If you are in the market in 2012 to purchase a cloud-based Health IT system, protect your investment with these contracting tips.
Top 10 Contracting Tips
1. Promises, Promises – Get Them in Writing
Whatever aspects of the vendor's product offering were the basis of your procurement decision – promised features or functions, scalability, 24 by 7 support, on-site training – make sure all of those commitments are clearly memorialized in the contract.
2. Good Planning Means Implementation Success
Take the time and engage the resources to scope the implementation with the vendor before signing the contract. Set clear timelines and clear deliverables and incorporate the detailed implementation plan into the contract.

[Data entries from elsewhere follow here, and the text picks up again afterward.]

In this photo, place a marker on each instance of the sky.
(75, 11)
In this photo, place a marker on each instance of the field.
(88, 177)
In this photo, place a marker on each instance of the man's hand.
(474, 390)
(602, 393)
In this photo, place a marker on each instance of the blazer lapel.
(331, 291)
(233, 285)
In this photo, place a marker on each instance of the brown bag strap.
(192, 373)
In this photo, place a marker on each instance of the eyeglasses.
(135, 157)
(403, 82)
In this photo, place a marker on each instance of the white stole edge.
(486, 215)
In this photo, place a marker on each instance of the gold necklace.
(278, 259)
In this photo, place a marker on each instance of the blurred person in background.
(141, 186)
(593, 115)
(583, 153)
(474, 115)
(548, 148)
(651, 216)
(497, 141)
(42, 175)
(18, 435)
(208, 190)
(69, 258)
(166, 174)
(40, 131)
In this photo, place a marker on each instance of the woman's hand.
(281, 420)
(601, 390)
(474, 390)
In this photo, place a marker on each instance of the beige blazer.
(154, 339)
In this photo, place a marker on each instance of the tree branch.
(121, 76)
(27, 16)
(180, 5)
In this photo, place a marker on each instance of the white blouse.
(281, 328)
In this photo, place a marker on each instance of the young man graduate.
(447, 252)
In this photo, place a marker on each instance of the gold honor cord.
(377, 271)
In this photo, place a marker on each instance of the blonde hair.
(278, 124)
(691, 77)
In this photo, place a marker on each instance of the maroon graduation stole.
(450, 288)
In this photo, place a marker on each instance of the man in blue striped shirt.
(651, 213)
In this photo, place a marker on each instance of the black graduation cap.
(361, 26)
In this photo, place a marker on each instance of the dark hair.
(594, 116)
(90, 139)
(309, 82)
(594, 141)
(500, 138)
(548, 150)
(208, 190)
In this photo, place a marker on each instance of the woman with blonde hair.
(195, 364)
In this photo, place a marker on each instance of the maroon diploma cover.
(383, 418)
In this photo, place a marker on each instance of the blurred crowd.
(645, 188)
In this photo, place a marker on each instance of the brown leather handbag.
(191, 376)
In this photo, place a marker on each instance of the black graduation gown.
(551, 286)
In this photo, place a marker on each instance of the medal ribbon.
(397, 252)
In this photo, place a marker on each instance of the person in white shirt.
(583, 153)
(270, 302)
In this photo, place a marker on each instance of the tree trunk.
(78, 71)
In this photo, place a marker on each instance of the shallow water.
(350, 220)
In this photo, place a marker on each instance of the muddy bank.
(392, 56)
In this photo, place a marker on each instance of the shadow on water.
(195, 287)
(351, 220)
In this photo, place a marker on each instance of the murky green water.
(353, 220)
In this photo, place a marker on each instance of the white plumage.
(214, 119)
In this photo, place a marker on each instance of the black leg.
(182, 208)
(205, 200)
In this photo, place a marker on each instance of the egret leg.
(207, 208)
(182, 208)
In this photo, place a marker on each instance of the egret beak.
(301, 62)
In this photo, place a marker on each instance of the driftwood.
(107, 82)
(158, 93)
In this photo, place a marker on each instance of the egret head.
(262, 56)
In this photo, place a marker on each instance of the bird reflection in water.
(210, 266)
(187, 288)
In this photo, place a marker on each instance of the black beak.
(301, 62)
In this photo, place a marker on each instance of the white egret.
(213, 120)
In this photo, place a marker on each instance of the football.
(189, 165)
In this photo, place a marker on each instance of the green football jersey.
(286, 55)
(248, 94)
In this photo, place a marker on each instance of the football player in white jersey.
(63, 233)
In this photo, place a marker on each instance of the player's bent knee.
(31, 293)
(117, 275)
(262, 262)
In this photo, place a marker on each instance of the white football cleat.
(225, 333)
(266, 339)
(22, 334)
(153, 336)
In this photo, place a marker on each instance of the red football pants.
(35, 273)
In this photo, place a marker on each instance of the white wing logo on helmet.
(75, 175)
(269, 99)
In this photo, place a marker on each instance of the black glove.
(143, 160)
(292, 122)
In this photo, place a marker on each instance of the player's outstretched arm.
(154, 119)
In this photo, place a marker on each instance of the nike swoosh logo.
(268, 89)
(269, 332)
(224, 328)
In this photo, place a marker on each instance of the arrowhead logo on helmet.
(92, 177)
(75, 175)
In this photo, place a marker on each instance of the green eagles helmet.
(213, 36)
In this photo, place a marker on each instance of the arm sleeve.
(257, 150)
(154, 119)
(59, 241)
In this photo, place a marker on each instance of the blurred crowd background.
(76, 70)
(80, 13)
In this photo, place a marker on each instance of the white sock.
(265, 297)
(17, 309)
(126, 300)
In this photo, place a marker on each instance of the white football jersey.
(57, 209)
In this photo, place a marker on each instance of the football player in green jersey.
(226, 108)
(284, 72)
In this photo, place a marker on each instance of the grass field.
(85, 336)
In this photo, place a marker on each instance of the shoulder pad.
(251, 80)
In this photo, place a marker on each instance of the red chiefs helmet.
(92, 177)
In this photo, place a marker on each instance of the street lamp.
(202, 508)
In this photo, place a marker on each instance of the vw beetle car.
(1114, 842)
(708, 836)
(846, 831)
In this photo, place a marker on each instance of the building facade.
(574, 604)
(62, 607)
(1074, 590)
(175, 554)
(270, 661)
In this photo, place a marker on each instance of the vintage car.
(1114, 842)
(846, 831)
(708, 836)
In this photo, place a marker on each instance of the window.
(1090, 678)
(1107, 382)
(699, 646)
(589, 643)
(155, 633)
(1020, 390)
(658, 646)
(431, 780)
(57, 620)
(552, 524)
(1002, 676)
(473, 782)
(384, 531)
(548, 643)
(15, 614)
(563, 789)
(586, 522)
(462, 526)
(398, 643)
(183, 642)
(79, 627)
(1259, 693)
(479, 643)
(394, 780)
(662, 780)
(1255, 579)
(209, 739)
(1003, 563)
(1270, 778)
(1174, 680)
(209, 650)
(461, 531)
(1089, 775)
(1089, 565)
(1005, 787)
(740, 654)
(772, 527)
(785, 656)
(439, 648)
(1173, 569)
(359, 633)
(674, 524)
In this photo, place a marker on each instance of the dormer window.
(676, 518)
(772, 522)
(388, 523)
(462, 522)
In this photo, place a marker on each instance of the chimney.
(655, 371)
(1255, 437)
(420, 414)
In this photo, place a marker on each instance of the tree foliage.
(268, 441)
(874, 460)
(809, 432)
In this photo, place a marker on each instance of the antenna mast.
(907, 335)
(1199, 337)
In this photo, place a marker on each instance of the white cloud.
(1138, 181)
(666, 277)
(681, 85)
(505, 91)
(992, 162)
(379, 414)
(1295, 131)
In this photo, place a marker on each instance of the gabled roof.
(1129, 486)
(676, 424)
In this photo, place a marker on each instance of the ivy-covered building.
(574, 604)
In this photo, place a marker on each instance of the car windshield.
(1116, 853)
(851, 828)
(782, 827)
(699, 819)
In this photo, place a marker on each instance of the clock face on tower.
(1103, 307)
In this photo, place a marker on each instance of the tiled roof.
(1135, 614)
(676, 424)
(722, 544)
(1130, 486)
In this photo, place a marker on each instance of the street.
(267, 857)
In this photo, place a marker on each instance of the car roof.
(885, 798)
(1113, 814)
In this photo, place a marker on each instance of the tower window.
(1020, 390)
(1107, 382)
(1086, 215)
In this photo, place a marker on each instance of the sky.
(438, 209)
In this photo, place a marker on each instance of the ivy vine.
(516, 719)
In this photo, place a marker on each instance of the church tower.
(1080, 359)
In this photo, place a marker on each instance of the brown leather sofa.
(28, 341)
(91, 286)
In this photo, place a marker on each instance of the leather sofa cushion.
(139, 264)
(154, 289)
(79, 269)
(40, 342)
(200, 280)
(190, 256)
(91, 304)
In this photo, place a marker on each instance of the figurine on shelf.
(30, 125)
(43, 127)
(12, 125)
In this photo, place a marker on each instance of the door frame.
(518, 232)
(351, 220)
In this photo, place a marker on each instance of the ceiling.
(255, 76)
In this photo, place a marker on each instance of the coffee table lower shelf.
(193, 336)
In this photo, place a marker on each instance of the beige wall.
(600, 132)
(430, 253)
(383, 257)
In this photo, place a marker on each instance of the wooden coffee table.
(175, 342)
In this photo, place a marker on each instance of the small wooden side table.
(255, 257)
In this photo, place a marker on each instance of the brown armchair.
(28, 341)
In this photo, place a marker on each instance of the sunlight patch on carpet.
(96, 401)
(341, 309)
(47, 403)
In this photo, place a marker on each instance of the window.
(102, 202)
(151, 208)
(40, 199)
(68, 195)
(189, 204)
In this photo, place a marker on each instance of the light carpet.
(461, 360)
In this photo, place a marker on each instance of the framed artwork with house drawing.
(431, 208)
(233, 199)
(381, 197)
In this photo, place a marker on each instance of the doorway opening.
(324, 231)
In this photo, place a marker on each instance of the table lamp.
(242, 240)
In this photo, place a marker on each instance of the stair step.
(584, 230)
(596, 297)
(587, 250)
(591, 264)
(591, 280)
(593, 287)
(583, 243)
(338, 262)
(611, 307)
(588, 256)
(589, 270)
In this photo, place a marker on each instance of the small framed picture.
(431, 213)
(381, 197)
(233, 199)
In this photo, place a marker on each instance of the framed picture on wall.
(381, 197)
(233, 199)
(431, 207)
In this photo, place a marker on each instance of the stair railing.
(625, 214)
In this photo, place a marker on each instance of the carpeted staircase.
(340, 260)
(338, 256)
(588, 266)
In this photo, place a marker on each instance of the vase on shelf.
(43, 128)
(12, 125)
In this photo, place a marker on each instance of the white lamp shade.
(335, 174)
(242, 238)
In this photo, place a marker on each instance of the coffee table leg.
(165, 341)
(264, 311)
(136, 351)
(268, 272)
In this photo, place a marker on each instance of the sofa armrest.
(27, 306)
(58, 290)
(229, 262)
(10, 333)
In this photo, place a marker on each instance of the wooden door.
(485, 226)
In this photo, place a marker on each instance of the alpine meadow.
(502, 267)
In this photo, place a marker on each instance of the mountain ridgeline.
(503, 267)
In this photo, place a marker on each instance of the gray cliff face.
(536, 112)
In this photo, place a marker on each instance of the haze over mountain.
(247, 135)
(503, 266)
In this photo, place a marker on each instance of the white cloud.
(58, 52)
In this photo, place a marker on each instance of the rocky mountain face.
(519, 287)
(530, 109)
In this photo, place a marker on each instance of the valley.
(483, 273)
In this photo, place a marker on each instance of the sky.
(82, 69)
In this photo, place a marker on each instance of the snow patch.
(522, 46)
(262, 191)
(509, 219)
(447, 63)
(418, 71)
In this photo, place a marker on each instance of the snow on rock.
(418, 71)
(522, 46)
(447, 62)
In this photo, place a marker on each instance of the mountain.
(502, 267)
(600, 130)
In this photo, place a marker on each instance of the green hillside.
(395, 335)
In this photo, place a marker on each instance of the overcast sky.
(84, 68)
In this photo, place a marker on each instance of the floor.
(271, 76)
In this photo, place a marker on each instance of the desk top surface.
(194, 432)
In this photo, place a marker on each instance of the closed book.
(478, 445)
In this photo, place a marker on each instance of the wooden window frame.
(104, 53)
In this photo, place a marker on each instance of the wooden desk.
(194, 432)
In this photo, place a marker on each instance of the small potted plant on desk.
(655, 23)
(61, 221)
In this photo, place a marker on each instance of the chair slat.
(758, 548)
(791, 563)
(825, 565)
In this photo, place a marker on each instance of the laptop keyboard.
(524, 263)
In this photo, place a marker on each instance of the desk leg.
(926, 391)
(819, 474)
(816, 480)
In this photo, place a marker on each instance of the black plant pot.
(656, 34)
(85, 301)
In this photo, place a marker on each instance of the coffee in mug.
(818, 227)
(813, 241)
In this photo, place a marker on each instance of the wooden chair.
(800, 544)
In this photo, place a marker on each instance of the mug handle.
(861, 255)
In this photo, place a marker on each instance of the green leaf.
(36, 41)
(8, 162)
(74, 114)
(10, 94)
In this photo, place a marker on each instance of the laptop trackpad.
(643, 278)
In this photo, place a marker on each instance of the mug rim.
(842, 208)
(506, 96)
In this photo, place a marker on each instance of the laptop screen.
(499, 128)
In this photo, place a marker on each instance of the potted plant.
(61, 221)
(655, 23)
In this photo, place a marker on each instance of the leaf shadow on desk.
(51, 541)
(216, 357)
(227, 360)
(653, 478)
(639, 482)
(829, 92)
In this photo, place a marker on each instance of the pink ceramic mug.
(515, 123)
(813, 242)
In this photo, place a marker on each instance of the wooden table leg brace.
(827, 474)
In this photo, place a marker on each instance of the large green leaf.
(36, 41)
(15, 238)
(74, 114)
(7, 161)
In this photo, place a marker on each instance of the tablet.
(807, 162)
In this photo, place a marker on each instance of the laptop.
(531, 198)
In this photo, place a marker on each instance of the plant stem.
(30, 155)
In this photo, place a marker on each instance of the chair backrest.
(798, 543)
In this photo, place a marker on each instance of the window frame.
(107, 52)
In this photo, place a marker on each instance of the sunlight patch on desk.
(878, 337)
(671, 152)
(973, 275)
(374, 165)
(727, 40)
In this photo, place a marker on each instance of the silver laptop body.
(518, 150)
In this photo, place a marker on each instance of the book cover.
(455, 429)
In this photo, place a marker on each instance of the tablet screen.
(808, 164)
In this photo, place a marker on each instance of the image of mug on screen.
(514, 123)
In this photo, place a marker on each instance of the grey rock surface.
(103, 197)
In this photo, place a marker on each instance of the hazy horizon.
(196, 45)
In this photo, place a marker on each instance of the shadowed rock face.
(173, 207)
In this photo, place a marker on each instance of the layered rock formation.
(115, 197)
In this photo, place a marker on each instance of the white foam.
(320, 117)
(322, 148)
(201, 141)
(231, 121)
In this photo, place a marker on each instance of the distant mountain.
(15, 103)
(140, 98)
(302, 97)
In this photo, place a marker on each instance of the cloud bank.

3. Payment Terms that Reflect a Commitment to Success
Structure the payment terms so that payment for the system occurs after successful implementation and launch of the system has been achieved in your organization.
4. Protect Against Obsolescence
Select a vendor that will agree to provide updates to the offering to keep pace with regulatory changes as well as with innovations in technology. Make sure that the vendor will continue to support the product for a long enough period of time to justify your investment.
5. Know Your Vendor
Conduct due diligence on the quality, integrity, and financial stability of the vendor. Protect yourself against a vendor delegating its responsibilities to a less reliable party by requiring the vendor to get your consent before using a subcontractor. Require the vendor to conduct background checks on its personnel, including any approved subcontractors.
6. Know Where Your Data Resides
Require the vendor to maintain the data in a location that you have the right (and reasonable ability) to inspect. Restrict the vendor from relocating the data without your prior consent.
7. Your Data – A Valuable Asset
Restrict the vendor from using your data for any purpose other than to provide the services under the contract. Ensure that you will always have the ability to retrieve your data from the vendor promptly, in a user-friendly format, with no exorbitant fee for such return.
8. Protect Your Data – It's the Law
Require the vendor to comply at all times with applicable privacy law and the vendor's written security policy (the adequacy of which you have confirmed). Require the vendor to perform best practices backup procedures and maintain a best practices disaster recovery plan (the adequacy of which you have confirmed).
9. SOC 2 Report
Verify that the vendor undergoes an annual audit of its service organization controls (SOC) and require the vendor to provide you with a copy of its annual SOC 2 report. The SOC 2 report will attest to the vendor's controls over its systems relative to security, availability, processing integrity, confidentiality and privacy.
10. Plan for Termination Now
Negotiate now for a transition period that gives you ample time to transition away from the vendor's solution no matter what the reason for termination. Require the vendor to assist with your transition at a reasonable hourly rate.
The content of this article is intended to provide a general guide to the subject matter. Specialist advice should be sought about your specific circumstances.